Apparently the internal (JDT) compiler for Eclipse cannot handle some CongoCC-generated parsers that javacc can.

adMartem commented 8 months ago

This is not a critical problem because the actual javac compiler seems to have better handling of static initializers than the bespoke Eclipse compiler. Unfortunately, it is not really possible to replace the incremental JDT compiler with the real one in Eclipse, hence this noting of the issue.

Experimentally I found that simply moving the first and follow set enums to their own class files circumvents the problem. I don't know if it affects performance, but I would be surprised and disappointed if it did. I suspect the newer versions of javac either de-dup the static initializers, or simply special-case the ones for empty sets, and that is not done by the Eclipse compiler.

Anyhow, if we ever feel a need or someone besides me discovers this limitation, there seems to be an easy solution.

BTW, do we use final sets anymore (ever)? I couldn't find any references in the project that seemed to anticipate them other than the macro that generates the code for them.

revusky commented 7 months ago

BTW, do we use final sets anymore (ever)? I couldn't find any references in the project that seemed to anticipate them other than the macro that generates the code for them.

Sorry to be so slow answering. I was just looking over the issue here and realized that this was still unanswered. Well.... if you can't find any usage of this, then I guess there aren't any! The "final set" concept is analogous to "first set". It would be the set of tokens that an expansion can end with, as opposed to begin. So, I guess that concept was part of an earlier pass on fault-tolerant. We scan until we find a token in the "final set". So if our construct is {....}, then the final set would be just the closing brace }. So, one possible error recovery hack is to scan forward until we find (hopefully) that final set token. Something like that... I guess I went for a different approach later and it is not used, but it is still sitting there.

As for the question of Eclipse's internal compiler, well... I dunno... It's tempting to say it's not our problem. After all, our internal Java parser is pretty faithful to the Java language spec. And, since any code we generate has to be parsed by that, it is all probably kosher, additionally evidenced by the fact that javac can always compile it. So, probably the inability of the eclipse compiler to compile code we generate is their bug. Though, that said, if there is a small tweak that would make our code compilable by the eclipse compiler, by all means, I guess...

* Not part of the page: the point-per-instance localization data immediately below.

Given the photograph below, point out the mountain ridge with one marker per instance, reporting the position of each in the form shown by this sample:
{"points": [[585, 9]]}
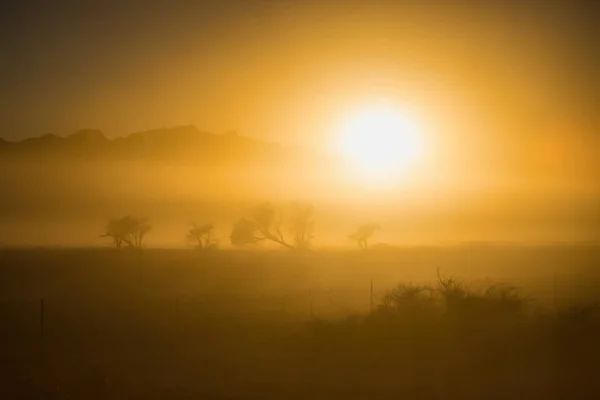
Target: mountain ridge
{"points": [[183, 143]]}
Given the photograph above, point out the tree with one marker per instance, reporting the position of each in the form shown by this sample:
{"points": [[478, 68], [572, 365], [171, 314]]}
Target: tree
{"points": [[202, 235], [363, 233], [265, 224], [127, 231]]}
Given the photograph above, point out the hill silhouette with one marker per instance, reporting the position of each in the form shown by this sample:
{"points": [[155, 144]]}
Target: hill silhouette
{"points": [[181, 144]]}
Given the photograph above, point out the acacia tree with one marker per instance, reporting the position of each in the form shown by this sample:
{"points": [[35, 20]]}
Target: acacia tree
{"points": [[265, 224], [127, 231], [363, 233], [202, 235]]}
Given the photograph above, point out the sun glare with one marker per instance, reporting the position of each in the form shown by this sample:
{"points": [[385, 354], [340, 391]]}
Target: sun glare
{"points": [[380, 142]]}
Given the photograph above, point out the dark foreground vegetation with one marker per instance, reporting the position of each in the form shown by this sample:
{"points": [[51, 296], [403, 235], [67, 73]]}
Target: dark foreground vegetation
{"points": [[240, 325]]}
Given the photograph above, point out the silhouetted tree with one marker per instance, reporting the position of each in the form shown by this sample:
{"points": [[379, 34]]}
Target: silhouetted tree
{"points": [[363, 233], [127, 231], [202, 235], [265, 224]]}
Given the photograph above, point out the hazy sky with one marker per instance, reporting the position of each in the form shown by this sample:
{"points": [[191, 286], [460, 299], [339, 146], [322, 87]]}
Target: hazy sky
{"points": [[287, 70]]}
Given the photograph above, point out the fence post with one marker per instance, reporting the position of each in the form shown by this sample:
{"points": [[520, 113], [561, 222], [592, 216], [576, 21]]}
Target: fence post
{"points": [[42, 318], [371, 302]]}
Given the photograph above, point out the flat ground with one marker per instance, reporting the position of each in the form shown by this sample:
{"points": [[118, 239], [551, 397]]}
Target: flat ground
{"points": [[249, 324]]}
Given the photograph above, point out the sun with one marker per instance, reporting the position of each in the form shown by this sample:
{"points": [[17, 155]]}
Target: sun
{"points": [[380, 142]]}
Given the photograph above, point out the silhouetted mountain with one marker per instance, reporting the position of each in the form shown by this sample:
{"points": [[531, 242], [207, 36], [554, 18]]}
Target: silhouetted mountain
{"points": [[182, 144]]}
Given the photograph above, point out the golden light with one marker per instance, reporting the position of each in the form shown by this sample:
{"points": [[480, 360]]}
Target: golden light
{"points": [[380, 142]]}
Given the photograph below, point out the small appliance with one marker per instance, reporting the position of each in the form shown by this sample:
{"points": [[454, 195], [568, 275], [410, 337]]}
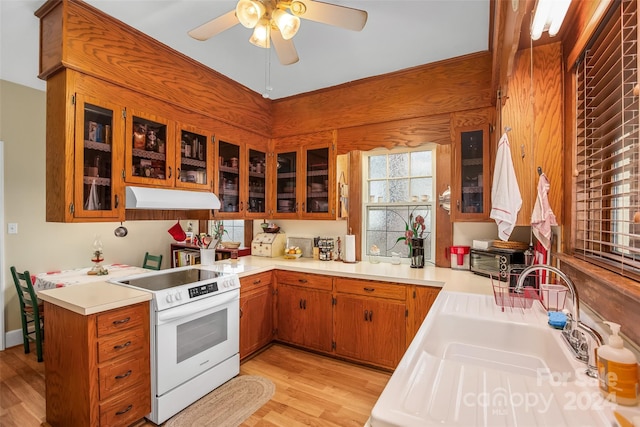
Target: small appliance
{"points": [[495, 262]]}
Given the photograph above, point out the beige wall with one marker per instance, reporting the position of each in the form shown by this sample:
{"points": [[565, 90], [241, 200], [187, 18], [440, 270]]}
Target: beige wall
{"points": [[43, 246]]}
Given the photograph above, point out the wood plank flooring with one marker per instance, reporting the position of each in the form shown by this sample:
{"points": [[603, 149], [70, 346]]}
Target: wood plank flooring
{"points": [[311, 390]]}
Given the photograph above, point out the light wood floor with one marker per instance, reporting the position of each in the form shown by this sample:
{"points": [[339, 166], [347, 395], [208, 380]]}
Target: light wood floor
{"points": [[311, 390]]}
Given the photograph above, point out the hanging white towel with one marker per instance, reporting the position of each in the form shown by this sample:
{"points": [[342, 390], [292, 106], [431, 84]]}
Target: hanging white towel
{"points": [[505, 194], [542, 217]]}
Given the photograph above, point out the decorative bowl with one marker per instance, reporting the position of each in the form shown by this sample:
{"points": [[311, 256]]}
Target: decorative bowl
{"points": [[231, 245]]}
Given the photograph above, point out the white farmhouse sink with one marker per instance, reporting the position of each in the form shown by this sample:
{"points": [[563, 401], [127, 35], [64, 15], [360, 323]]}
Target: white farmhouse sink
{"points": [[471, 364], [505, 346]]}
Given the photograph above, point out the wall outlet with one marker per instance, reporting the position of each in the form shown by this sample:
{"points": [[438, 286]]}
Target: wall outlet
{"points": [[12, 228]]}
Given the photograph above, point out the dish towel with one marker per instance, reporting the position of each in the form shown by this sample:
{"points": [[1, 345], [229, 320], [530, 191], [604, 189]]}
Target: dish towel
{"points": [[542, 217], [505, 194]]}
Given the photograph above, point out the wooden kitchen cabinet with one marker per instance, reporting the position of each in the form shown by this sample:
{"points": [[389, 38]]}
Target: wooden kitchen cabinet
{"points": [[305, 179], [256, 313], [370, 321], [149, 150], [304, 310], [97, 366], [194, 158], [419, 302], [471, 186]]}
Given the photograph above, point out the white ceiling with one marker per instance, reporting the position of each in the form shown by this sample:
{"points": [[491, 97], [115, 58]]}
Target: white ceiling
{"points": [[398, 34]]}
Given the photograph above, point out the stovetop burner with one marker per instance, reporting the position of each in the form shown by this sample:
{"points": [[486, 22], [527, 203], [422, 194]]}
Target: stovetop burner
{"points": [[172, 279]]}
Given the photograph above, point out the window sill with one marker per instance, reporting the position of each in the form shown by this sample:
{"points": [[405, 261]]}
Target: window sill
{"points": [[611, 296]]}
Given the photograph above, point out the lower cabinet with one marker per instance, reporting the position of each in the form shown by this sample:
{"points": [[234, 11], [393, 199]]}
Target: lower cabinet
{"points": [[370, 321], [304, 309], [256, 313], [97, 366]]}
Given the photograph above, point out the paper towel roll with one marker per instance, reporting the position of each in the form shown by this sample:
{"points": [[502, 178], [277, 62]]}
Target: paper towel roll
{"points": [[350, 248]]}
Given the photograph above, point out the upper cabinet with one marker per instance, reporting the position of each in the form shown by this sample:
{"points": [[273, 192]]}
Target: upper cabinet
{"points": [[305, 179], [98, 189], [194, 160], [149, 154], [471, 190]]}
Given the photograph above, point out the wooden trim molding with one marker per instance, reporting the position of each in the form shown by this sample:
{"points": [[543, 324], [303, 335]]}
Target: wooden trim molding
{"points": [[610, 295]]}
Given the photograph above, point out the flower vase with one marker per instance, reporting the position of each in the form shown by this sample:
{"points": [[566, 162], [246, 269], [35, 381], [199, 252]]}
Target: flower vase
{"points": [[416, 252]]}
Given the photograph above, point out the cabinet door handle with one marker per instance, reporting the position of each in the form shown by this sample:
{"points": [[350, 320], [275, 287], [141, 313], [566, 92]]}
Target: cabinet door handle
{"points": [[125, 375], [121, 321], [124, 411], [121, 346]]}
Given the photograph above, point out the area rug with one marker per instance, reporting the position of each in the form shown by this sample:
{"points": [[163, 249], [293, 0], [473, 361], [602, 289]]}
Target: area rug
{"points": [[228, 405]]}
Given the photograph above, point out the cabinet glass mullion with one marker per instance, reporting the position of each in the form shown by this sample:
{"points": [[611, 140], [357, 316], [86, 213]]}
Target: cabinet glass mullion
{"points": [[257, 182], [229, 176], [97, 158], [286, 175], [317, 161]]}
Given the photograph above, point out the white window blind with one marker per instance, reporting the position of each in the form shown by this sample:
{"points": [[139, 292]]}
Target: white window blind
{"points": [[608, 160]]}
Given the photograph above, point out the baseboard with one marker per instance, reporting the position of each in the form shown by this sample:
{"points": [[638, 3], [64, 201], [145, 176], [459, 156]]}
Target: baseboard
{"points": [[13, 338]]}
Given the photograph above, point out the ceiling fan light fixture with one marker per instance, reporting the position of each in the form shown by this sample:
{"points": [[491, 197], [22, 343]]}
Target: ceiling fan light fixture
{"points": [[298, 8], [261, 34], [286, 23], [249, 12]]}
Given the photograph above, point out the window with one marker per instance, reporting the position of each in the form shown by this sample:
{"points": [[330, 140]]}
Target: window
{"points": [[607, 223], [397, 184]]}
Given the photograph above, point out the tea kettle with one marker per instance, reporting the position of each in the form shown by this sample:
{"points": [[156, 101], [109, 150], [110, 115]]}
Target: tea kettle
{"points": [[445, 199]]}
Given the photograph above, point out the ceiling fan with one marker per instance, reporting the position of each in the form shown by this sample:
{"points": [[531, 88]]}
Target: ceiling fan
{"points": [[278, 21]]}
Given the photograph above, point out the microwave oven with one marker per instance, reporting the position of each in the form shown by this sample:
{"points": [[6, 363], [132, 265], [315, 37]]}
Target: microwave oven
{"points": [[495, 262]]}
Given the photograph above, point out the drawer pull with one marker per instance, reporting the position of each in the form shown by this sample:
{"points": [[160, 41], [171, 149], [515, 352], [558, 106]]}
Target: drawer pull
{"points": [[124, 411], [121, 321], [121, 346], [125, 375]]}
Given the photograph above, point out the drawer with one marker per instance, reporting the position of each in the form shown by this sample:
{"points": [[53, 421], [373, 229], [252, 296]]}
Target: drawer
{"points": [[126, 408], [122, 344], [122, 374], [314, 281], [371, 288], [122, 319], [254, 281]]}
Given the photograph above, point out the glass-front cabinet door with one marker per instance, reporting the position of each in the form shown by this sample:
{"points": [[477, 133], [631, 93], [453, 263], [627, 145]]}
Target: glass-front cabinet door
{"points": [[320, 178], [99, 130], [287, 197], [256, 205], [473, 178], [193, 165], [150, 150], [229, 178]]}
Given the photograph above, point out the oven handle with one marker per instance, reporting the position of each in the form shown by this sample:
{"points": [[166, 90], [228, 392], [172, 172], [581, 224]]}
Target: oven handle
{"points": [[195, 307]]}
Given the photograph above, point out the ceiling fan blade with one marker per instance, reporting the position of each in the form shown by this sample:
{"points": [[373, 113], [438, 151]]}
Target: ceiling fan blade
{"points": [[215, 26], [285, 49], [331, 14]]}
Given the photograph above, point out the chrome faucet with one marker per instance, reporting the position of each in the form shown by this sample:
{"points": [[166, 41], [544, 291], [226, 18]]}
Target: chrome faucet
{"points": [[574, 332]]}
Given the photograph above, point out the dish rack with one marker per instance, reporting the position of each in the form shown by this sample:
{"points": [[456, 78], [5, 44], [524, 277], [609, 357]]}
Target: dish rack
{"points": [[551, 296]]}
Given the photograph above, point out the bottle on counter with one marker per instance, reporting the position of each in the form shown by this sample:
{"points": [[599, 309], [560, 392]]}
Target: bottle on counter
{"points": [[617, 370]]}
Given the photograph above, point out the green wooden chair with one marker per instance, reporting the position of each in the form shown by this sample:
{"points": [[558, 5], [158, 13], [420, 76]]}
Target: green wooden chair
{"points": [[152, 262], [31, 311]]}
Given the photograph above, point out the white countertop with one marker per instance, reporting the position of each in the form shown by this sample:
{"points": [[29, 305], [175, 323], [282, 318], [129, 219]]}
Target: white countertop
{"points": [[95, 297]]}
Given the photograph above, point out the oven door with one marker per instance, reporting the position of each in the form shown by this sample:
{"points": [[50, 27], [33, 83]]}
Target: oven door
{"points": [[195, 337]]}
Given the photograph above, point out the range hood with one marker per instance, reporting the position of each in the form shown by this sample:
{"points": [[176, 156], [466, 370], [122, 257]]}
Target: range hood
{"points": [[160, 198]]}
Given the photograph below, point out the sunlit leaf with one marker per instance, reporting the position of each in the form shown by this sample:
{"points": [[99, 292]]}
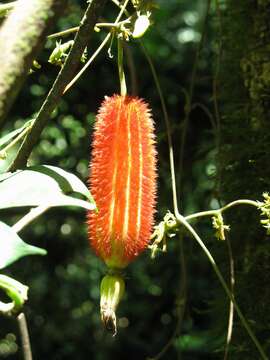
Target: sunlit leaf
{"points": [[13, 248], [43, 185]]}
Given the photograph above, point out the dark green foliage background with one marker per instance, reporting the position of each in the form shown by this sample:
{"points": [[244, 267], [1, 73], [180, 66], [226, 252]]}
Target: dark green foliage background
{"points": [[63, 306]]}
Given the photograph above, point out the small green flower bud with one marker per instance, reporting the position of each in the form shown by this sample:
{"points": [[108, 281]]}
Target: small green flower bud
{"points": [[141, 25], [112, 289]]}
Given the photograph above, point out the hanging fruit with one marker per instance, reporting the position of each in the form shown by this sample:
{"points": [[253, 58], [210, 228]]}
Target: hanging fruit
{"points": [[123, 184]]}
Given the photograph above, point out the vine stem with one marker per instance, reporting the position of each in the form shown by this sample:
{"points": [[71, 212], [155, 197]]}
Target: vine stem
{"points": [[104, 42], [168, 126], [183, 221], [220, 210], [26, 345], [122, 79], [82, 37], [89, 62]]}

adMartem commented 7 months ago

Hi. Thanks for taking a look at this. I don't think we should ditch the final set too hastily. There is a recovery mode that is, in effect, what I use ATTEMPT...RECOVER to implement approximately (it was try/catch in the JTB version of the grammar). As I experiment with fault-tolerant mode in CongoCC, I have run into cases that I think would yield better results (for my use case) if I could effectively just eat (invalid tokens) until a token in the final set is found, but I'm not certain at this point that that better functionality could not still be found with the re-scan recovery already present. I've found a couple of what I would consider fault-tolerant mode bugs, but I need to spend some more time on them before knowing for sure they are not a misconception on my part. In particular, one of them is that you can easily get into an infinite loop if the expansion you are looping on starts with the same token as a descendent expansion that is ignored due to a ! marker. In that case, no token can be consumed resulting in a loop on the same first-set token at the higher level. I'm still trying to simplify my test case for this, however, before drawing any conclusions. My intuition is that at least one invalid token should always be produced (consumed) under any condition that produces a ! action.

Regarding this ticket, it isn't that the Eclipse compiler won't parse our output, it is that our output uses too many bytecodes in the Congo-produced parser static initializer method without (I suspect this, but haven't verified it) eliminating the many duplicate EnumSet initializations, at least in my rather large parser. In any case, it is not a big problem for me since I can't really easily use the Eclipse debugger anyway due to the file size, and, except for fault-tolerant dependent debugging, I can always just turn off fault-tolerance and error goes away. [the following is just whinging and can be ignored] The only real solution to the file size problem would be to put scan and check methods in separate class files and that would still leave the productions themselves to move around for debugging so that the ones you need are at the front of the main parser class. Right now, I can do that, but I have to move scans and checks iteratively as I discover during debugging which ones I need to step into.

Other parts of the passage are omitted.